For those who don’t believe me, think back to the Republican primary of 2016, where Trump issued an open threat to our military, lied about knowing 9/11 victims and promised that he would fund his own campaign, among dozens of other offenses and lies.
When the general election came, the only thing that mattered was that he wasn’t Hillary. All the rest wound up being useful for sound bites in commercials to influence independents, and that’s all.
Republicans complain that the Democrats control the media. To a significant extent, that’s true… and the media the Democrats don’t control, the Republicans tend to control. The Republican media will be framing the Democrat as the worst creature in the world during the general election and portraying Trump as a saint; the Democrat media will be doing the reverse. The advantage the Democrats hold in media coverage will be important.
Most independents, even if they’re paying attention to the primaries – and few of them are – won’t remember or care about what was said at this time, come the election. They will carry forth a feeling about particular candidates, not disagreements with their policy.
The Democrat activist leaders know this, which is why they’re pushing their hard left candidates now. It is not necessarily that the party has skewed far left; it is that Trump is viewed by a majority of Democrats as a living nightmare, and they can get that base to vote for just about anyone instead of him.
This is exactly what happened in 2016, when Republican activist leaders argued that anyone could beat Hillary, and it was their best chance to elect another Reagan, that there was no need to push a centrist that could lure Democrat votes because Hillary herself would push many centrist Democrats away.

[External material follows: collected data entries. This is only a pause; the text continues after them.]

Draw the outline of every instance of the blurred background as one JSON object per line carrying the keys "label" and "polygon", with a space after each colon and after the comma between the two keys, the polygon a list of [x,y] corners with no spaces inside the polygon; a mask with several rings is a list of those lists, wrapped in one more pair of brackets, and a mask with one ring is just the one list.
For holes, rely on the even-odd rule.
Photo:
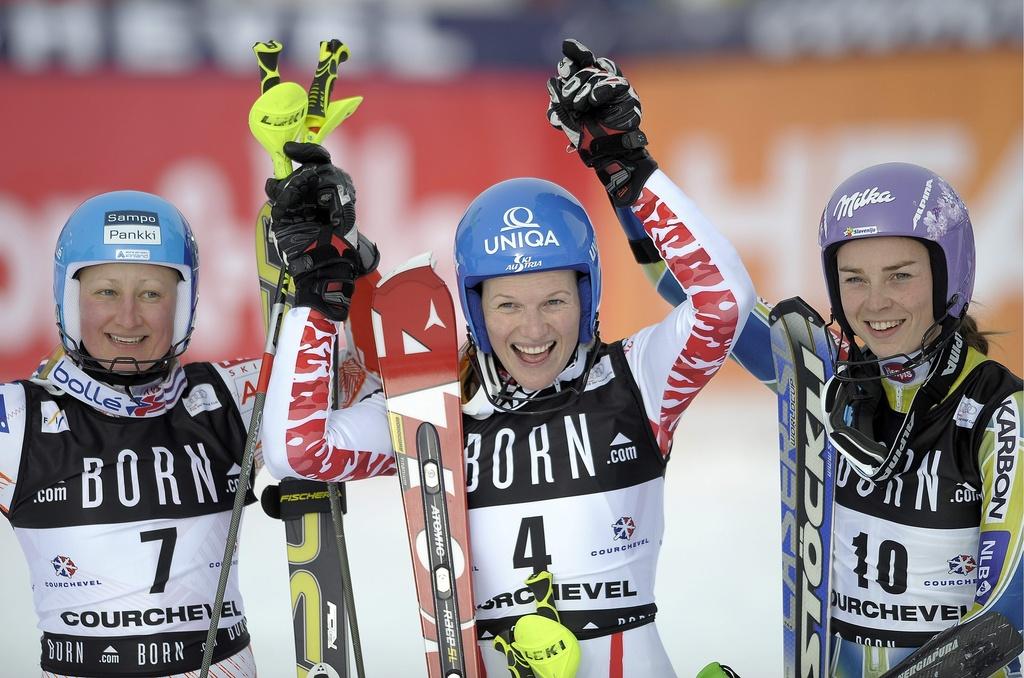
{"label": "blurred background", "polygon": [[[335,98],[363,95],[327,141],[358,188],[387,271],[451,242],[490,184],[533,175],[599,229],[602,332],[666,312],[603,190],[545,118],[564,37],[617,60],[651,151],[733,241],[761,296],[825,309],[816,225],[832,189],[903,160],[948,179],[978,249],[972,312],[1022,371],[1024,115],[1020,0],[126,0],[0,3],[0,379],[56,345],[53,245],[95,193],[159,193],[185,213],[202,272],[192,360],[262,346],[253,221],[271,167],[249,136],[251,45],[284,42],[307,86],[320,40],[352,52]],[[729,365],[679,429],[668,473],[659,627],[681,676],[711,660],[781,665],[774,398]],[[266,482],[261,475],[259,484]],[[710,480],[710,482],[709,482]],[[423,673],[397,482],[350,487],[357,604],[375,676]],[[283,530],[250,509],[241,572],[261,675],[292,675]],[[6,523],[5,523],[6,525]],[[0,676],[37,675],[28,577],[0,528]]]}

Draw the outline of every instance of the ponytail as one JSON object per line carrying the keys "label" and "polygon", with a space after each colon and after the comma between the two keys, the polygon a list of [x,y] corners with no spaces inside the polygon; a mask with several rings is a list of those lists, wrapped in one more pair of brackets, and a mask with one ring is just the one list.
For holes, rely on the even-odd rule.
{"label": "ponytail", "polygon": [[964,343],[973,348],[974,350],[988,355],[988,337],[995,332],[982,332],[978,329],[978,321],[971,317],[970,314],[964,316],[964,319],[960,322],[960,336],[964,338]]}

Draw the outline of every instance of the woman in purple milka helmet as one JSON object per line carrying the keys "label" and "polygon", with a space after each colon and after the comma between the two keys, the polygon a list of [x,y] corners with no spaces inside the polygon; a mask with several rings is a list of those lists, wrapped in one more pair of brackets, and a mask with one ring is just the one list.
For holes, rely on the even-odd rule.
{"label": "woman in purple milka helmet", "polygon": [[[907,163],[857,172],[818,241],[844,347],[822,398],[839,451],[831,673],[861,678],[988,610],[1022,627],[1021,380],[986,357],[967,314],[974,232],[942,177]],[[733,355],[774,386],[769,311],[755,306]]]}
{"label": "woman in purple milka helmet", "polygon": [[987,610],[1021,628],[1021,380],[967,314],[974,232],[942,177],[907,163],[854,174],[818,242],[850,347],[823,398],[840,453],[834,673],[866,676]]}

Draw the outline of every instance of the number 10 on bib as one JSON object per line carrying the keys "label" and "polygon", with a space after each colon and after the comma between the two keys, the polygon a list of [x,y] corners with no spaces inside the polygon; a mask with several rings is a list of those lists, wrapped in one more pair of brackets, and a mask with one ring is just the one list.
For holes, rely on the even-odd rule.
{"label": "number 10 on bib", "polygon": [[373,331],[430,678],[476,678],[455,309],[430,255],[380,281]]}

The Republicans were right… and the person they chose for their “easy win” slot was an anti-Reagan instead. That person had a more difficult election than most, but won anyway for the simple reason that he wasn’t Hillary. He was likely to be bad… but it was known that Hillary would be awful. Many people stayed home.
The best chance that Trump has of retaining control is that the Democrats elect someone like Bernie Sanders. All that will do is make the election competitive. It will not lose the election for the Democrats; they still have the upper hand, as they were able to get a majority of the popular vote last time while running Hillary – about as disliked and distrusted as Sanders is likely to be – and they are also seeing a shift toward the Democrat in nearly all “swing” states.

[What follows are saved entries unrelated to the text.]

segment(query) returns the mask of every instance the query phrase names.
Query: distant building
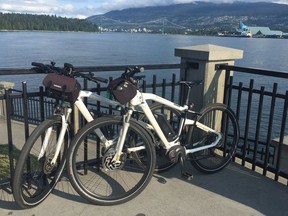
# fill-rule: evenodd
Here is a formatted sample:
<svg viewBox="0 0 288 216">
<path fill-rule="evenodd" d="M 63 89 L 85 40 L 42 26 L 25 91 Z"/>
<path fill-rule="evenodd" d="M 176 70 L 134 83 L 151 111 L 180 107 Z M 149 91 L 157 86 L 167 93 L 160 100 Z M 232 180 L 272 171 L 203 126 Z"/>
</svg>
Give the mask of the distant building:
<svg viewBox="0 0 288 216">
<path fill-rule="evenodd" d="M 270 30 L 269 27 L 246 26 L 242 22 L 240 22 L 239 27 L 237 31 L 241 35 L 251 35 L 252 37 L 282 38 L 283 35 L 286 35 L 282 31 Z"/>
<path fill-rule="evenodd" d="M 253 37 L 283 37 L 282 31 L 273 31 L 269 27 L 249 27 Z"/>
<path fill-rule="evenodd" d="M 222 37 L 253 37 L 253 38 L 287 38 L 288 33 L 282 31 L 274 31 L 269 27 L 246 26 L 240 21 L 239 27 L 235 28 L 236 32 L 218 32 L 218 36 Z"/>
</svg>

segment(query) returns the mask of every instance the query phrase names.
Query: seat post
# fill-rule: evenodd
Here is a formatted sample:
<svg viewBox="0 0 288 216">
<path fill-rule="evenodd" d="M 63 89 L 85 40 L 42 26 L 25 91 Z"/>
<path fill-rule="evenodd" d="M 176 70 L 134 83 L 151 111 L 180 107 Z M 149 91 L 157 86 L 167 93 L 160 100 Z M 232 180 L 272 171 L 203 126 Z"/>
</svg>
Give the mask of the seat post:
<svg viewBox="0 0 288 216">
<path fill-rule="evenodd" d="M 185 101 L 185 105 L 189 104 L 189 98 L 190 98 L 190 92 L 191 92 L 191 86 L 190 85 L 186 85 L 188 87 L 187 90 L 187 97 L 186 97 L 186 101 Z"/>
</svg>

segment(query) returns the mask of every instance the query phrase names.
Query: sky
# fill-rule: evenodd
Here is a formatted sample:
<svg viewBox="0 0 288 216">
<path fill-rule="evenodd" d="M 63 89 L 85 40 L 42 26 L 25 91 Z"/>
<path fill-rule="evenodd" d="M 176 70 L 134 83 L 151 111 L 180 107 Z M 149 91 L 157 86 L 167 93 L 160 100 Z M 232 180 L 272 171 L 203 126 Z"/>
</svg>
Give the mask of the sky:
<svg viewBox="0 0 288 216">
<path fill-rule="evenodd" d="M 234 0 L 197 0 L 205 2 L 225 2 Z M 288 4 L 288 0 L 238 0 L 246 2 L 274 2 Z M 111 10 L 133 7 L 171 5 L 195 2 L 192 0 L 0 0 L 2 13 L 47 14 L 69 18 L 85 19 L 92 15 Z"/>
</svg>

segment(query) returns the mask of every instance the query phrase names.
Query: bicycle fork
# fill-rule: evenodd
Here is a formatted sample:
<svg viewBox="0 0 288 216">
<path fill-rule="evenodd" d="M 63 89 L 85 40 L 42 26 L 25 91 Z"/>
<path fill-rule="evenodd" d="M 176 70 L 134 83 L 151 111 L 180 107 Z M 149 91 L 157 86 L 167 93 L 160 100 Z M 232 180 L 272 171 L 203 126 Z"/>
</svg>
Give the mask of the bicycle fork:
<svg viewBox="0 0 288 216">
<path fill-rule="evenodd" d="M 120 129 L 119 139 L 117 141 L 115 155 L 111 161 L 111 163 L 115 164 L 116 166 L 121 165 L 121 163 L 122 163 L 121 155 L 122 155 L 122 150 L 123 150 L 123 146 L 125 143 L 125 139 L 127 136 L 127 132 L 128 132 L 129 127 L 130 127 L 129 122 L 130 122 L 132 113 L 133 113 L 132 110 L 128 110 L 128 112 L 123 116 L 123 127 Z"/>
<path fill-rule="evenodd" d="M 68 128 L 68 119 L 69 119 L 71 112 L 72 112 L 72 109 L 69 108 L 69 109 L 67 109 L 66 115 L 61 115 L 61 130 L 60 130 L 60 134 L 59 134 L 59 137 L 57 140 L 56 150 L 55 150 L 54 156 L 53 156 L 52 160 L 50 161 L 51 166 L 55 165 L 56 160 L 59 156 L 61 146 L 64 142 L 64 136 L 65 136 L 66 130 Z M 53 130 L 52 127 L 50 127 L 47 129 L 47 131 L 45 133 L 44 141 L 43 141 L 43 144 L 42 144 L 42 147 L 40 150 L 40 154 L 38 156 L 38 160 L 40 160 L 46 152 L 46 148 L 48 146 L 48 143 L 49 143 L 49 140 L 50 140 L 50 137 L 52 134 L 52 130 Z"/>
</svg>

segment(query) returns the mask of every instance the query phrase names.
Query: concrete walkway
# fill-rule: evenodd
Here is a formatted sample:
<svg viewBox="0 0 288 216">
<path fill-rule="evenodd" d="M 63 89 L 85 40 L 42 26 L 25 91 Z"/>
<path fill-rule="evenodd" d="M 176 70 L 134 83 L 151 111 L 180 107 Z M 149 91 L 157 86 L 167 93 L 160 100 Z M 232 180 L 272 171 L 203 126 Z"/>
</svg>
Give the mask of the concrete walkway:
<svg viewBox="0 0 288 216">
<path fill-rule="evenodd" d="M 7 144 L 5 121 L 0 120 L 0 126 L 0 144 Z M 24 136 L 19 131 L 23 132 L 23 125 L 13 124 L 13 143 L 21 149 Z M 199 173 L 190 163 L 187 168 L 192 180 L 183 179 L 177 165 L 155 174 L 138 197 L 117 206 L 89 204 L 65 179 L 43 203 L 28 210 L 19 209 L 13 196 L 0 189 L 0 216 L 288 215 L 288 187 L 284 184 L 236 163 L 212 175 Z"/>
<path fill-rule="evenodd" d="M 13 216 L 182 216 L 288 215 L 288 188 L 232 163 L 223 171 L 205 175 L 189 167 L 193 179 L 180 176 L 179 166 L 154 175 L 135 199 L 116 206 L 91 205 L 68 181 L 58 183 L 39 206 L 21 210 L 12 195 L 0 192 L 0 215 Z"/>
</svg>

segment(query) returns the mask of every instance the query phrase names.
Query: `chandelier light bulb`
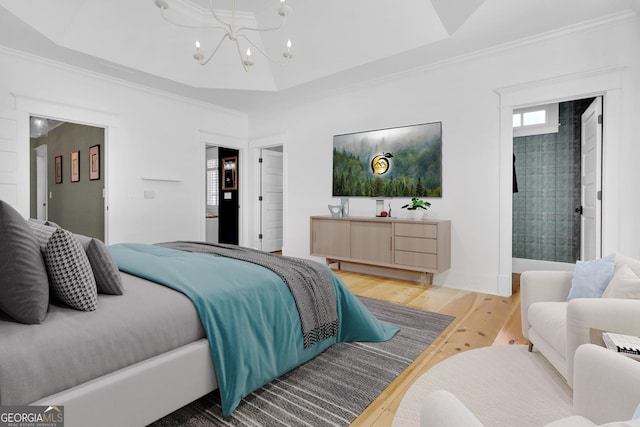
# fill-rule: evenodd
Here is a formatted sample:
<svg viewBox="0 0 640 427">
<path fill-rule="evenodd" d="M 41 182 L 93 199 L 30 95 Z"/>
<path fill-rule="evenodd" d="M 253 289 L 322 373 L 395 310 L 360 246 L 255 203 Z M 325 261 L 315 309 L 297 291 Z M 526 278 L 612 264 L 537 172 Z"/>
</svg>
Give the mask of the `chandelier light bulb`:
<svg viewBox="0 0 640 427">
<path fill-rule="evenodd" d="M 251 49 L 247 48 L 247 57 L 242 61 L 242 65 L 244 65 L 244 70 L 249 71 L 249 67 L 253 65 L 253 61 L 251 60 Z"/>
<path fill-rule="evenodd" d="M 291 39 L 287 40 L 287 50 L 282 52 L 282 56 L 284 56 L 287 60 L 293 58 L 293 52 L 291 52 Z"/>
<path fill-rule="evenodd" d="M 193 59 L 202 64 L 202 60 L 204 59 L 204 55 L 200 51 L 200 42 L 196 40 L 196 51 L 193 54 Z"/>
<path fill-rule="evenodd" d="M 286 0 L 280 0 L 280 8 L 278 9 L 278 14 L 280 16 L 289 16 L 291 13 L 291 6 L 286 3 Z"/>
</svg>

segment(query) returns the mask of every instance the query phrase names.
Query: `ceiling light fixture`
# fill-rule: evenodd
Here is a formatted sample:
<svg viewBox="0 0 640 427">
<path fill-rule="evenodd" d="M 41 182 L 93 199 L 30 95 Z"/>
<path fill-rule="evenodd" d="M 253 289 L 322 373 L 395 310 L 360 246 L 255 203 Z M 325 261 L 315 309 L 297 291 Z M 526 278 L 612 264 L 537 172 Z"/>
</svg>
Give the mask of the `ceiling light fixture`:
<svg viewBox="0 0 640 427">
<path fill-rule="evenodd" d="M 198 61 L 200 65 L 207 65 L 207 63 L 211 61 L 211 58 L 213 58 L 213 56 L 218 52 L 218 49 L 220 49 L 220 46 L 222 46 L 222 43 L 225 41 L 225 39 L 229 39 L 230 41 L 235 43 L 236 49 L 238 50 L 238 55 L 240 56 L 240 62 L 242 63 L 242 67 L 244 68 L 245 71 L 249 71 L 249 69 L 253 65 L 253 61 L 251 59 L 251 47 L 253 47 L 255 50 L 260 52 L 265 58 L 273 62 L 287 62 L 291 58 L 293 58 L 293 52 L 291 51 L 291 40 L 287 40 L 286 49 L 284 52 L 282 52 L 282 56 L 284 57 L 284 61 L 282 61 L 267 55 L 262 49 L 260 49 L 258 45 L 256 45 L 256 43 L 254 43 L 249 37 L 247 37 L 244 34 L 245 32 L 248 32 L 248 31 L 254 31 L 254 32 L 275 31 L 282 28 L 286 24 L 287 17 L 291 14 L 291 10 L 292 10 L 291 6 L 286 4 L 286 0 L 280 0 L 280 7 L 278 8 L 278 15 L 282 17 L 280 24 L 270 28 L 238 27 L 238 23 L 236 22 L 235 0 L 233 0 L 231 3 L 231 18 L 230 18 L 231 22 L 225 22 L 224 20 L 222 20 L 218 16 L 218 13 L 216 13 L 216 10 L 213 7 L 213 0 L 209 0 L 209 12 L 211 13 L 211 17 L 213 18 L 213 21 L 217 22 L 217 23 L 214 23 L 213 25 L 187 25 L 187 24 L 182 24 L 182 23 L 173 21 L 172 19 L 166 16 L 166 11 L 167 9 L 169 9 L 169 3 L 167 2 L 167 0 L 154 0 L 154 3 L 160 9 L 160 15 L 162 15 L 162 18 L 165 21 L 169 22 L 170 24 L 177 25 L 179 27 L 184 27 L 184 28 L 213 29 L 213 30 L 222 30 L 224 32 L 224 34 L 222 35 L 222 38 L 216 45 L 215 49 L 213 49 L 213 52 L 211 52 L 211 54 L 206 58 L 205 58 L 204 52 L 202 51 L 200 42 L 196 40 L 196 51 L 193 54 L 193 58 L 196 61 Z M 242 49 L 240 48 L 239 39 L 245 40 L 249 45 L 251 45 L 251 47 L 247 48 L 244 56 L 242 55 Z"/>
<path fill-rule="evenodd" d="M 31 138 L 40 138 L 49 132 L 49 120 L 43 117 L 31 117 L 29 133 Z"/>
</svg>

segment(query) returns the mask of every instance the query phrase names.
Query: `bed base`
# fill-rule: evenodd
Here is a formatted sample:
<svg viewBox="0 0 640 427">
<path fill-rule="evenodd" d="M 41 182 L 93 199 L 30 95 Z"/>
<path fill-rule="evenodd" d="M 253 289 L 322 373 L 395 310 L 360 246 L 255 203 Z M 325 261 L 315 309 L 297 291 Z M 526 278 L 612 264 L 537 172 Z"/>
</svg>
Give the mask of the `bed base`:
<svg viewBox="0 0 640 427">
<path fill-rule="evenodd" d="M 218 388 L 201 339 L 32 405 L 64 405 L 65 427 L 146 426 Z"/>
</svg>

Nominating a hard left Democrat is likely to result in a win for the Democrats instead of a landslide for the Democrats. It will make the race uncertain, not lost.
That is why the value of the Democrat primary is simultaneously hugely important in that it chooses a combatant, and completely unimportant because things stated in it will have virtually no effect on the general election.
Meanwhile, their rhetoric should hammer home an important point to all non-leftist viewers: these people are not our political friends. There are many among the rank and file who are, and there may be some allies among the moderate Democrats, but on the whole the Democrat party is not a party I wish to associate with any more than I do the modern Trumpublicans.
This should be a time when ex-Republicans rally behind Republican dissidents like Bill Weld or seek outside the two largest parties for candidates to promote.
If there is any chance to avoid more choices between political immolation or political drowning, it has to be sought early. Independents aren’t listening right now. They have to be exposed to just how awful the ideas on both sides are, and also told that there are options – and those options need to be framed as potentially viable.
That is the task before us. Not to cheer a Democrat against Trump or a Republican against Sanders, but to cheer for liberty and freedom against anyone who would usurp it.